Despite the calculation’s ubiquity, it is still not well understood. A matrix is simply a grid of numbers, representing anything you want. Multiplying two matrices together typically involves multiplying the rows of one with the columns of the other. The basic technique for solving the problem is taught in high school. “It’s like the ABC of computing,” says Pushmeet Kohli, head of DeepMind’s AI for Science team.
But things get complicated when you try to find a faster method. “Nobody knows the best algorithm for solving it,” says Le Gall. “It’s one of the biggest open problems in computer science.”
This is because there are more ways to multiply two matrices together than there are atoms in the universe (10 to the power of 33, for some of the cases the researchers looked at). “The number of possible actions is almost infinite,” says Thomas Hubert, an engineer at DeepMind.
The trick was to turn the problem into a kind of three-dimensional board game, called TensorGame. The board represents the multiplication problem to be solved, and each move represents the next step in solving that problem. The series of moves made in a game therefore represents an algorithm.
The researchers trained a new version of AlphaZero, called AlphaTensor, to play this game. Instead of learning the best series of moves to make in Go or chess, AlphaTensor learned the best series of steps to make when multiplying matrices. It was rewarded for winning the game in as few moves as possible.
“We transformed this into a game, our favorite kind of framework,” says Hubert, who was one of the lead researchers on AlphaZero.
The researchers describe their work in a paper published in Nature today. The headline result is that AlphaTensor discovered a way to multiply together two four-by-four matrices that is faster than a method devised in 1969 by the German mathematician Volker Strassen, which nobody had been able to improve on since. The basic high school method takes 64 steps; Strassen’s takes 49 steps. AlphaTensor found a way to do it in 47 steps.

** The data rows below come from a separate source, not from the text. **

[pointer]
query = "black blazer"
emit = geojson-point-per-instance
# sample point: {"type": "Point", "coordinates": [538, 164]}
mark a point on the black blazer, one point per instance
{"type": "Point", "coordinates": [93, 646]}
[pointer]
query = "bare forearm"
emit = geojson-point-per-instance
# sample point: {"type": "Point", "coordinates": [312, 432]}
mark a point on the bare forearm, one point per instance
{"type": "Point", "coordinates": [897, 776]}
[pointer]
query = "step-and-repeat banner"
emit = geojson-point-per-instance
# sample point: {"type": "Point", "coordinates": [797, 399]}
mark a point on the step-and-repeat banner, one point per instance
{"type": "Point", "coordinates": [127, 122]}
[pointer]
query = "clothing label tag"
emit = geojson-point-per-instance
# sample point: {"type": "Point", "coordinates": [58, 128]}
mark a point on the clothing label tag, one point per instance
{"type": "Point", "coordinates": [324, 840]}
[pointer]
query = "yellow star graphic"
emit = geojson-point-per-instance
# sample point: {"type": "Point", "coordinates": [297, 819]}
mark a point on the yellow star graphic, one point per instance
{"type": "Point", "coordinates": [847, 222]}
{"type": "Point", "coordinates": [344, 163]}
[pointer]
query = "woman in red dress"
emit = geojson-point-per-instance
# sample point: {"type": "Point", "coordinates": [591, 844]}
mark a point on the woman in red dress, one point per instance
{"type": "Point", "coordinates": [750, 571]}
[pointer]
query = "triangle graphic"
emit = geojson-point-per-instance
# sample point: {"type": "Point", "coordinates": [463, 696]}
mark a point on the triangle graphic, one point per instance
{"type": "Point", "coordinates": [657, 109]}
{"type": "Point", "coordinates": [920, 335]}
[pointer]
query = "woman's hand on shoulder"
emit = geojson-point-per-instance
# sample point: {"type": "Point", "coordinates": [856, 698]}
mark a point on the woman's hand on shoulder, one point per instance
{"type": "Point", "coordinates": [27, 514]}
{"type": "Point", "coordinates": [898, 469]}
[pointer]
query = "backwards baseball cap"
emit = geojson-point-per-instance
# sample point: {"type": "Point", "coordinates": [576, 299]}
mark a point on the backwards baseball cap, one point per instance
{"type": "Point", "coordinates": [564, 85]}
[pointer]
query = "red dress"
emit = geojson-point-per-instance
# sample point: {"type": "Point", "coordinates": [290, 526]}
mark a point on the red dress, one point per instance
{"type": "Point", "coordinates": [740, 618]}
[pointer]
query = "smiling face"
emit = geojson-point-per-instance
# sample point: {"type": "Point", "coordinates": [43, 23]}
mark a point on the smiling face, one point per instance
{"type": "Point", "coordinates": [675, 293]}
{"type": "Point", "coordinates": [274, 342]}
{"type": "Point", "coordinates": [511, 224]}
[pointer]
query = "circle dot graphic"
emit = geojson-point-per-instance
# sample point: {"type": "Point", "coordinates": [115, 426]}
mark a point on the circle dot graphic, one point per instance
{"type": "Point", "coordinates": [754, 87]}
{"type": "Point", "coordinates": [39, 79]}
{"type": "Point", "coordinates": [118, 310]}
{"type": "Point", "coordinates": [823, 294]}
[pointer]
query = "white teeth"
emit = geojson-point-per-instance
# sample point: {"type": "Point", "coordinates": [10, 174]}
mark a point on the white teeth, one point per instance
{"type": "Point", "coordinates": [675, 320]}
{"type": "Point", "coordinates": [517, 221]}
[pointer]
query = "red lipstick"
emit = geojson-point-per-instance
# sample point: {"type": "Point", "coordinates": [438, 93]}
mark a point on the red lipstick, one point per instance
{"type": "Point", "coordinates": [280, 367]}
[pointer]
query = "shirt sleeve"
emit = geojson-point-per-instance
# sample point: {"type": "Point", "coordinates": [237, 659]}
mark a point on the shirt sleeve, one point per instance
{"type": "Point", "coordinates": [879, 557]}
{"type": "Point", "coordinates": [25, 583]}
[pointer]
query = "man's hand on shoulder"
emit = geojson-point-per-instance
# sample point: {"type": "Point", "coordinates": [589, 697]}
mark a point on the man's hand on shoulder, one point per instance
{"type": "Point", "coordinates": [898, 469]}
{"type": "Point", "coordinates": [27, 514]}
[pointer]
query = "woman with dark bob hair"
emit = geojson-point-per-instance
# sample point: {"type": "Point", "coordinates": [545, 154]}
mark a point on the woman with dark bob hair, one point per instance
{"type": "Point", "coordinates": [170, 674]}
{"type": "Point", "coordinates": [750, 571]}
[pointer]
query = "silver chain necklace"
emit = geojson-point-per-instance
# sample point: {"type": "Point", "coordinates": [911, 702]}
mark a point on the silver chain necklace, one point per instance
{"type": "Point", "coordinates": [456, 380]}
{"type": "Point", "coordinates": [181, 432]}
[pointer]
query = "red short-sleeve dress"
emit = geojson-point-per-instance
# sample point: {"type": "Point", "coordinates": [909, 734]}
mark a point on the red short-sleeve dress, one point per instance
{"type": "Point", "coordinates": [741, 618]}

Overall, AlphaTensor beat the best existing algorithms for more than 70 different sizes of matrix. It reduced the number of steps needed to multiply two nine-by-nine matrices from 511 to 498, and the number required for multiplying two 11-by-11 matrices from 919 to 896. In many other cases, AlphaTensor rediscovered the best existing algorithm.
The researchers were surprised by how many different correct algorithms AlphaTensor found for each size of matrix. “It’s mind-boggling to see that there are at least 14,000 ways of multiplying four-by-four matrices,” says Hussein Fawzi, a research scientist at DeepMind.
Having looked for the fastest algorithms in theory, the DeepMind team then wanted to know which ones would be fast in practice. Different algorithms can run better on different hardware because computer chips are often designed for specific types of computation. The DeepMind team used AlphaTensor to look for algorithms that were tailored to Nvidia V100 GPU and Google TPU processors, two of the most common chips used for training neural networks. The algorithms that they found were 10 to 20% faster at matrix multiplication than those typically used with those chips.
Virginia Williams, a computer scientist at MIT’s Computer Science and Artificial Intelligence Laboratory, is excited by the results. She notes that people have used computational approaches to find new algorithms for matrix multiplication for some time—and many of the existing fastest algorithms were devised in this way. But none were able to improve on long-standing results like Strassen’s.
“This new method does something completely different from what the others did,” says Williams. “It would be nice to figure out whether this new method actually subsumes all the previous ones, or whether you can combine them and get something even better.”
DeepMind now plans to use AlphaTensor to look for other types of algorithms. “It’s a new way of doing computer science,” says Kohli.